Who is going to decide what is a “legitimate” lawsuit? It’s easy to get agitated about a particular case; much harder to come up with an apriori method of shutting down such cases.We have courts to decide these things….The only solution I can see is a “loser pays” approach, to increase the cost of a frivolous attack. Of course, this also disincentivizes less affluent plaintiffs. No 100% perfect solution. But a loser-pays approach would decrease the prevalence of bad lawsuits.

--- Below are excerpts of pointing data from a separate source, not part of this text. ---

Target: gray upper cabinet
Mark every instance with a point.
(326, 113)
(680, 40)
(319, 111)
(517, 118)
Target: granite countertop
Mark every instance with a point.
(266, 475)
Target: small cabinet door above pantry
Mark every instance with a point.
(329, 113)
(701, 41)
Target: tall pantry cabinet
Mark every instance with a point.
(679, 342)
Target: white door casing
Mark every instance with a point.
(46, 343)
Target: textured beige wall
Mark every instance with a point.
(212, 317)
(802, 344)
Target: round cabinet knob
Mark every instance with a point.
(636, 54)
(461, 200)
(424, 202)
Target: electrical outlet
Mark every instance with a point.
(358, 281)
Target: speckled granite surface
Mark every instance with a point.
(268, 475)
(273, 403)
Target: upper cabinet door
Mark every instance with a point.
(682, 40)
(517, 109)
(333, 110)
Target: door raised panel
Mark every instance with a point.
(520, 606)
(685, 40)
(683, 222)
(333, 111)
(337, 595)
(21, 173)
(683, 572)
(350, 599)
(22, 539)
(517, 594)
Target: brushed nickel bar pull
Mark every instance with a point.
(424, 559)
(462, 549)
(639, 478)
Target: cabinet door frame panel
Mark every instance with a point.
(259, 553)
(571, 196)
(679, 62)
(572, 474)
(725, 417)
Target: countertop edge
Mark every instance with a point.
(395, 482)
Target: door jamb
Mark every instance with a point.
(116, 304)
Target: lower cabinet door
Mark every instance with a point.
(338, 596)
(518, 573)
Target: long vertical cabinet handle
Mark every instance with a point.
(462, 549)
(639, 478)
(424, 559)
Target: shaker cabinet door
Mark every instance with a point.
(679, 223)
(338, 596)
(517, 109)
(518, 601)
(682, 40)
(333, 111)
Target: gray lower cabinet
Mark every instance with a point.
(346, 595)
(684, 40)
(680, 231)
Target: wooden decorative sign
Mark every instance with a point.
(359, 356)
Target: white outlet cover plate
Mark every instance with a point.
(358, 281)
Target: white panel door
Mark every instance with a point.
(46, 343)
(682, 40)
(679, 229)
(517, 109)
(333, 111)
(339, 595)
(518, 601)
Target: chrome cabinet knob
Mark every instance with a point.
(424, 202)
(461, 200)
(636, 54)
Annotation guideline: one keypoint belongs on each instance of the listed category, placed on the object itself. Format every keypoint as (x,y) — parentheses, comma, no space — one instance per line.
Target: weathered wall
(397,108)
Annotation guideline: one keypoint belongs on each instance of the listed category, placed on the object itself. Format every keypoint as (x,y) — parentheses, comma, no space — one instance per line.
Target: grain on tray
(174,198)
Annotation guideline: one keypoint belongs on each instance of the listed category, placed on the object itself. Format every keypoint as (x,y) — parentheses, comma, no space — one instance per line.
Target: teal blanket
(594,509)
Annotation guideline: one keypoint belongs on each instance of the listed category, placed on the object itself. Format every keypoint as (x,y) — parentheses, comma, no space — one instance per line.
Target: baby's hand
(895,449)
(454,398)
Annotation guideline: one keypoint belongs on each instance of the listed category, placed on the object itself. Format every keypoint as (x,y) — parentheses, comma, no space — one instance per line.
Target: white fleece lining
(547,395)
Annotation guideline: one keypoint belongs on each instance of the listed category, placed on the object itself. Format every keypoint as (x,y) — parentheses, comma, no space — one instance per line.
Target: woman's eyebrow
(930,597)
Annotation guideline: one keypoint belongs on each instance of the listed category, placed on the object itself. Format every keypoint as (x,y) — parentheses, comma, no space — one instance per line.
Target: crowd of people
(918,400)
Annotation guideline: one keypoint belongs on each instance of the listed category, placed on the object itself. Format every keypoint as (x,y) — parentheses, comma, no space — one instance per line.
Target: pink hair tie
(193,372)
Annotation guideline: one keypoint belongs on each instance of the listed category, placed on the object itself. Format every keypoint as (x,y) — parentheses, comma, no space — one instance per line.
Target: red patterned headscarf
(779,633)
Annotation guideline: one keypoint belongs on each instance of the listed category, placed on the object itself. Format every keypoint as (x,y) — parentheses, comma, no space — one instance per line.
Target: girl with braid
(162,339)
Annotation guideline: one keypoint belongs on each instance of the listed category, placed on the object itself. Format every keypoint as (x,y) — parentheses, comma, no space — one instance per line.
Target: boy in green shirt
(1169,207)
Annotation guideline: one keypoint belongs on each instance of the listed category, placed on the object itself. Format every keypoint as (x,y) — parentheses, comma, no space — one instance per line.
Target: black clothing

+1″Free speech is the right to yell ‘theater’ at a crowded fire.” – Abbie Hoffmann
Free speech is not a license to defame. As Buzzfeed’s latest escapades show, the “press” has been given free reign to run rampant for far too long. The press is given special privileges in the expectation that they will observe basic codes of integrity. (Like the “old fashioned” idea that a story not verified by two independent sources won’t even get published.) These days, “free speech” is being used as a shield by people who would shout down those that disagree with them at the drop of a hat. (See the semi-regular “protests” at Milo Yiannopoulos events.) That’s unacceptable.When major news outlets can publish things they know to be false without any regards for the consequences. It’s time to bring a little sanity back to the table.
Wow, this is surprising news. I know Mike from having been a member of the TechDirt Insight Community, which he founded, earlier, for some time. I had thought then that it was an innovative method of crowdsourcing expertise. Hope it works out well.
well, see everybody loves free speech until it gets up in their face, then everybody hates it . Ask me I have offended every special interest group at one time or another and they all act the same ” how dare you? ” ,know what I’m sayin?. It goes with the territory…
he invented email? these MIT types take the biscuit.
One would think that the person who invented email would have better things to do with their time and resources than file frivolous lawsuits.